More serious problems, such as sexual harassment, have also emerged. At one private hagwon, many students complained that native-speaking instructor E (30, from Australia) was sexually harassing them. However, he so intelligently and technically carried out sexual harassment in a way that made it too ambiguous to report to the police, so he ended up being fired in June. Before that, in May, a native-speaking instructor at an English village in Gyeonggi-do was fired for sexually harassing an elementary school student.
● Native-speaking instructors are arrogant due to excessive demand
The number of E2 visas issued reached 20,682 in 2002, 22,345 in 2003, 23,134 in 2004, and 25,014 in 2005. More than 20,000 people come to Korea every year to teach English, but, absurdly, this falls short of the explosive growth in domestic demand. Due to the culture of focusing on skin color, the preference for white instructors regardless of skill or qualifications is also fueling a labor shortage. Even if someone is an excellent lecturer who graduated from a great university, the reality is that if they are not white, they won’t be treated according to their ability.
An official from a company specializing in recruiting foreign instructors pointed out, "Since foreign instructors share information actively, they know that they can get a job anywhere even if they quit their job." "Basically, from their standpoint, there is nothing to be sorry about [in quitting a job], especially for white instructors.”

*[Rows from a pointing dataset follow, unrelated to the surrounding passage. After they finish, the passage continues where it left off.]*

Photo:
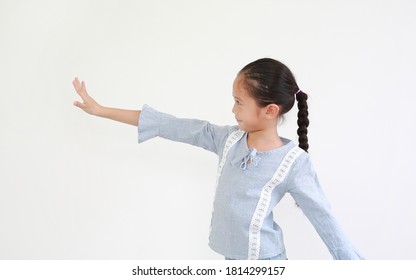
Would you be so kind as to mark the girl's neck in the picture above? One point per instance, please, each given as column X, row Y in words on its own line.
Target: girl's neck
column 264, row 140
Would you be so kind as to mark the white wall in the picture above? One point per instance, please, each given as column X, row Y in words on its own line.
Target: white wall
column 77, row 187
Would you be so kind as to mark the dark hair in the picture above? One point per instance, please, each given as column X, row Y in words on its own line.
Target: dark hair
column 271, row 82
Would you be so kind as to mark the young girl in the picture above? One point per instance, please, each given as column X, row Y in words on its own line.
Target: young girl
column 256, row 166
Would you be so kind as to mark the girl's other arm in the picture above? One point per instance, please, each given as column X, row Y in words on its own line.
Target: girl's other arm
column 90, row 106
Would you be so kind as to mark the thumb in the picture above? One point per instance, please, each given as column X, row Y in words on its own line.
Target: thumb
column 79, row 104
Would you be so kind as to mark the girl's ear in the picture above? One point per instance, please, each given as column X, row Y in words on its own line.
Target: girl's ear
column 272, row 111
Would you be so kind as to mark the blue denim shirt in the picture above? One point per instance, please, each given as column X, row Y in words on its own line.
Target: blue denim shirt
column 243, row 176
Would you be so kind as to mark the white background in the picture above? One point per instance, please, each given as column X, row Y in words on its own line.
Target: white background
column 74, row 186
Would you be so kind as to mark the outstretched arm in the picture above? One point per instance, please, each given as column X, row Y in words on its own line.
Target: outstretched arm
column 90, row 106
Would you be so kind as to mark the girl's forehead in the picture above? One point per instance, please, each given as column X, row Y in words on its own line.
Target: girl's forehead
column 239, row 89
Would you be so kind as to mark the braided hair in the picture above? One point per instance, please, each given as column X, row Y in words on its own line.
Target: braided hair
column 271, row 82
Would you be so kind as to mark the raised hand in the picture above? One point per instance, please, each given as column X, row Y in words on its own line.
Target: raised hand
column 89, row 105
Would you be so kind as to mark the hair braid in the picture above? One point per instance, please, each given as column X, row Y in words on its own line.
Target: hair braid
column 303, row 121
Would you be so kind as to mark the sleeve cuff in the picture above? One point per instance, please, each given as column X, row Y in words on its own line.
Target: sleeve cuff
column 149, row 124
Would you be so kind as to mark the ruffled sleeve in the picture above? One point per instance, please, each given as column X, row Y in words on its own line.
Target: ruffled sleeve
column 307, row 192
column 153, row 123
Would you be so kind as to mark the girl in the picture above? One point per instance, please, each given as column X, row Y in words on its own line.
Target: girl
column 256, row 166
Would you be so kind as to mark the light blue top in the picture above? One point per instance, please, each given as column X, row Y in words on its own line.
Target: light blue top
column 243, row 176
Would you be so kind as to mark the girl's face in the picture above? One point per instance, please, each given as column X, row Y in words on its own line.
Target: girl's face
column 250, row 117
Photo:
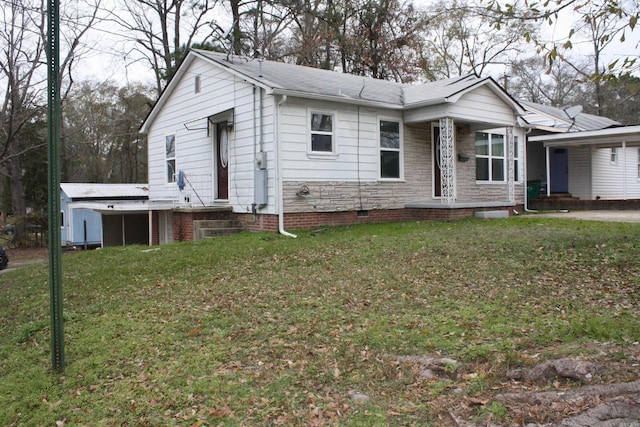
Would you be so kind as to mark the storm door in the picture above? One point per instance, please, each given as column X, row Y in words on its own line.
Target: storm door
column 222, row 161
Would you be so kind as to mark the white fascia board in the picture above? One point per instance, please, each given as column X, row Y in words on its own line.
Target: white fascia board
column 629, row 134
column 334, row 98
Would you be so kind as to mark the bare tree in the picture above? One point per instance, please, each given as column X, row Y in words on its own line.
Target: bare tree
column 597, row 16
column 23, row 32
column 461, row 40
column 162, row 30
column 559, row 85
column 102, row 121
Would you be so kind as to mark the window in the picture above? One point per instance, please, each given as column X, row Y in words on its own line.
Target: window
column 322, row 140
column 490, row 157
column 389, row 149
column 170, row 155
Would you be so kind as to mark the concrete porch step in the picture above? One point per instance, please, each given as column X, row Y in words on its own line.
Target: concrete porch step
column 203, row 229
column 206, row 233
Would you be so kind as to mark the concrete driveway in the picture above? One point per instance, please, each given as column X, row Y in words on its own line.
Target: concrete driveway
column 608, row 215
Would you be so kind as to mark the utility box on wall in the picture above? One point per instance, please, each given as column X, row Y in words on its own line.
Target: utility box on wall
column 261, row 187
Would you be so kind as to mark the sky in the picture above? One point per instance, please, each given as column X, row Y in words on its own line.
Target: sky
column 111, row 58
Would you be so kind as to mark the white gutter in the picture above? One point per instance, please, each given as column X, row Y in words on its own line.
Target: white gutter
column 279, row 185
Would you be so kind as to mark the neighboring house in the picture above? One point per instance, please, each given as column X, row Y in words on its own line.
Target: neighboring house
column 277, row 146
column 104, row 214
column 590, row 158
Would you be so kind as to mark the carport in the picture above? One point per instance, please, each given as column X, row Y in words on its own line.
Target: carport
column 594, row 172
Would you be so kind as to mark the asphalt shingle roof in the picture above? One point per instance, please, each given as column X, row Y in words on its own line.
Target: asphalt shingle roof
column 545, row 115
column 313, row 81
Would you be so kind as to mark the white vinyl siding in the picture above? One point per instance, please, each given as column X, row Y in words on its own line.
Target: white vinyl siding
column 608, row 178
column 580, row 172
column 187, row 120
column 356, row 143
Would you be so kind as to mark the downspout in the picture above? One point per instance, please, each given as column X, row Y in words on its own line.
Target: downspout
column 279, row 185
column 624, row 170
column 548, row 164
column 525, row 172
column 150, row 219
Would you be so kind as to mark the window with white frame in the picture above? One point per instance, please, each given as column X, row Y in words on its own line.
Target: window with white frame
column 390, row 147
column 170, row 156
column 322, row 132
column 490, row 157
column 614, row 156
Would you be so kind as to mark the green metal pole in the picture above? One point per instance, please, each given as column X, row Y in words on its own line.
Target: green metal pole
column 55, row 244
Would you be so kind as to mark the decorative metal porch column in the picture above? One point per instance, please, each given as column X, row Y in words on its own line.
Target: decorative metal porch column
column 447, row 161
column 510, row 168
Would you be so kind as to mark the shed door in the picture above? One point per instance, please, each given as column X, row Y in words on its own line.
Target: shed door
column 559, row 159
column 222, row 161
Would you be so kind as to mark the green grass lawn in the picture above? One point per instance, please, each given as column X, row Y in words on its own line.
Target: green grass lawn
column 259, row 329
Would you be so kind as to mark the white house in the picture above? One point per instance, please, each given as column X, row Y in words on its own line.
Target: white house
column 587, row 156
column 277, row 146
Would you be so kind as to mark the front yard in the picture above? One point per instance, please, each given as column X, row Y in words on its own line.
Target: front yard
column 391, row 324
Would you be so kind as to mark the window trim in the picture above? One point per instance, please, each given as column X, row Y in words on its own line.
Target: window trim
column 399, row 150
column 167, row 180
column 490, row 157
column 334, row 140
column 614, row 156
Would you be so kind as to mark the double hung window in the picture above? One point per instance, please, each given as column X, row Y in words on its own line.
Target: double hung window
column 170, row 156
column 322, row 133
column 390, row 150
column 490, row 157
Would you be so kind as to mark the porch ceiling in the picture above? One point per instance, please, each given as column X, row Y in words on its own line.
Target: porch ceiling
column 603, row 138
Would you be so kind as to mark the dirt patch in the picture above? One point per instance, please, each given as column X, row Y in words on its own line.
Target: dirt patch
column 549, row 393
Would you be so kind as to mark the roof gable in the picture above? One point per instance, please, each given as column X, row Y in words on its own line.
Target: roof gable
column 280, row 78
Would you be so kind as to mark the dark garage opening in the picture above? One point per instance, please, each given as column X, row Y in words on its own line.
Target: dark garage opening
column 130, row 229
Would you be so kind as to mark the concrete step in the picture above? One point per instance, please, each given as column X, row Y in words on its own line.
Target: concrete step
column 206, row 233
column 216, row 223
column 203, row 229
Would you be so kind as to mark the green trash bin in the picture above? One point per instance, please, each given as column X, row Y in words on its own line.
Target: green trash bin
column 533, row 189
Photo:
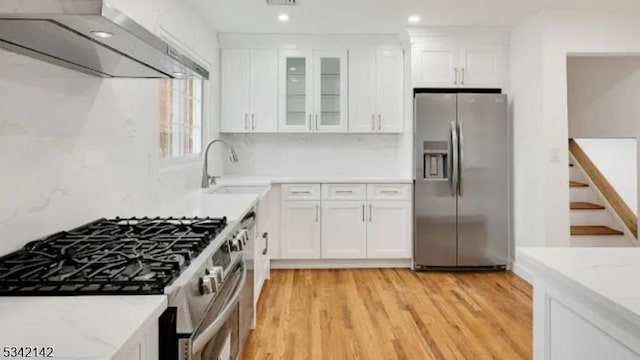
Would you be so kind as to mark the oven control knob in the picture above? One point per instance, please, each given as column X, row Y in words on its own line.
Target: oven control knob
column 205, row 285
column 209, row 284
column 236, row 245
column 218, row 273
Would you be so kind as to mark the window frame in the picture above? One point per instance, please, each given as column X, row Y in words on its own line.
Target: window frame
column 189, row 159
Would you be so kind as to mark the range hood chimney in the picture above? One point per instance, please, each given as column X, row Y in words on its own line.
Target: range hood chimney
column 92, row 37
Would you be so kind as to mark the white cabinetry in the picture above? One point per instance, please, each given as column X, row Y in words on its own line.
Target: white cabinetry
column 389, row 230
column 344, row 230
column 347, row 221
column 144, row 345
column 300, row 230
column 376, row 84
column 458, row 60
column 313, row 91
column 249, row 90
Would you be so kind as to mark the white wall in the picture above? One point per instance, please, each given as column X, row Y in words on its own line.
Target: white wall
column 309, row 155
column 526, row 108
column 563, row 33
column 617, row 160
column 74, row 148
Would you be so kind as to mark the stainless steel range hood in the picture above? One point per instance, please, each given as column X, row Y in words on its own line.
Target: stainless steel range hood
column 92, row 37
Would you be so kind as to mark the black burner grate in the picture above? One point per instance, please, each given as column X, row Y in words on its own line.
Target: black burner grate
column 132, row 256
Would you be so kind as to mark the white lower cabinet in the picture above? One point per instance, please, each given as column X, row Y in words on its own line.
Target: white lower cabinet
column 300, row 230
column 358, row 226
column 344, row 230
column 389, row 230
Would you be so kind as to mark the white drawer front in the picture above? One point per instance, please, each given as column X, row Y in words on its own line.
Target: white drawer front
column 389, row 192
column 300, row 192
column 344, row 192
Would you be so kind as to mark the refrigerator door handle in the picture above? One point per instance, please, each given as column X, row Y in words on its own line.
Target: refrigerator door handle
column 460, row 157
column 453, row 175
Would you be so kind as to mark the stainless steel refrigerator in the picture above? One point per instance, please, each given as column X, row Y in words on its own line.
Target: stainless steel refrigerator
column 461, row 195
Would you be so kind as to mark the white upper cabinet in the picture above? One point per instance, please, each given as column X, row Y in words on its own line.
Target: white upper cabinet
column 362, row 90
column 313, row 91
column 459, row 60
column 435, row 64
column 236, row 88
column 390, row 90
column 296, row 91
column 249, row 90
column 330, row 89
column 264, row 91
column 481, row 65
column 376, row 96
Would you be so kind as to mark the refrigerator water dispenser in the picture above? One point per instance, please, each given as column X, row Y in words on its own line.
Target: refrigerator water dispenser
column 435, row 157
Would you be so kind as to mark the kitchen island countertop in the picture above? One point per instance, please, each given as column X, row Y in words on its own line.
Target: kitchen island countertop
column 105, row 327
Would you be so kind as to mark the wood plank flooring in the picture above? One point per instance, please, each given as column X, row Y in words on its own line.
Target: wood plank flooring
column 392, row 314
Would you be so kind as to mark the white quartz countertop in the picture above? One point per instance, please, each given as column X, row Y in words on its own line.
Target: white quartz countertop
column 98, row 327
column 77, row 327
column 266, row 180
column 608, row 276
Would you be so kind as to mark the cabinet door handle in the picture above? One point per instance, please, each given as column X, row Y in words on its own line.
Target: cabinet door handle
column 265, row 236
column 344, row 191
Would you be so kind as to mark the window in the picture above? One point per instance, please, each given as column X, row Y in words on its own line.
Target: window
column 181, row 114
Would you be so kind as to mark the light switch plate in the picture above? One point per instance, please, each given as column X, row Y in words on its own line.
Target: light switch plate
column 554, row 155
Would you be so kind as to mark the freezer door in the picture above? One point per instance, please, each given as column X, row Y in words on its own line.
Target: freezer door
column 483, row 189
column 434, row 193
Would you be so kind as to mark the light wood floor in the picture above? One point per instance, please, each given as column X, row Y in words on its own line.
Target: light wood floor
column 392, row 314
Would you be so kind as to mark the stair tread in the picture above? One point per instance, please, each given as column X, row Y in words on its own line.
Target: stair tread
column 594, row 230
column 577, row 184
column 586, row 206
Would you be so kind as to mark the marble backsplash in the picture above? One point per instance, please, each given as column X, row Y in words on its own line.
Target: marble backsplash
column 74, row 148
column 300, row 155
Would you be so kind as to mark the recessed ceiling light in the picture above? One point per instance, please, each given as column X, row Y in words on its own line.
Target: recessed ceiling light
column 102, row 34
column 283, row 18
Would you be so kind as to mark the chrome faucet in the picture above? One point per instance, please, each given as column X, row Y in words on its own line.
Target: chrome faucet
column 206, row 178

● We must hurry to implement follow-up management standards and strikeout systems
The government has no proper measures. An official from the Immigration Office explained, "It is a law that cannot be specially managed just because they are foreign instructors." "There is no way to sanction them unless they commit a crime or leave their workplace without a convincing reason, just like other foreign workers." In fact, Mr. F (31), an instructor from Australia, breaks his contract every 3 to 6 months and changes his job, but there is no legal way to stop it. He has had a good career [at home] as a teacher, so it's enough to say, 'I can't work because of cultural differences.'
As a result, in March the Korea Native-speaking Instructor Recruiting Association posted a blacklist of illegal, bad, and problematic instructors on the association's website (www.kftra.co.kr). However, less than 30% of job placements are achieved through recruiting companies, so they are not getting a great effect.
Choe Hyeok, president of the association, said, "Compared to the number of complaints related to foreign instructors, the staff in charge of this seems to be ridiculously insufficient." "As it is related to children's education, foreign instructors should be managed at the government level by creating a minimum follow-up standard and introducing a strikeout system," he said.
Reporter Na Gil-hoe
While this "parade of bad foreign teachers" type of story is not new (the tabloid BreakNews was doing far worse stories at the time), it is an example of the type of story that would become common enough in the mainstream media moving ahead. Note also the error of describing the "native-speaking instructor at an English village in Gyeonggi-do" who was "fired for sexually harassing an elementary school student." That teacher, of course, was not hired as a native-speaker, but the reporter either couldn't be bothered to check this or didn't care since it was more grist for the mill.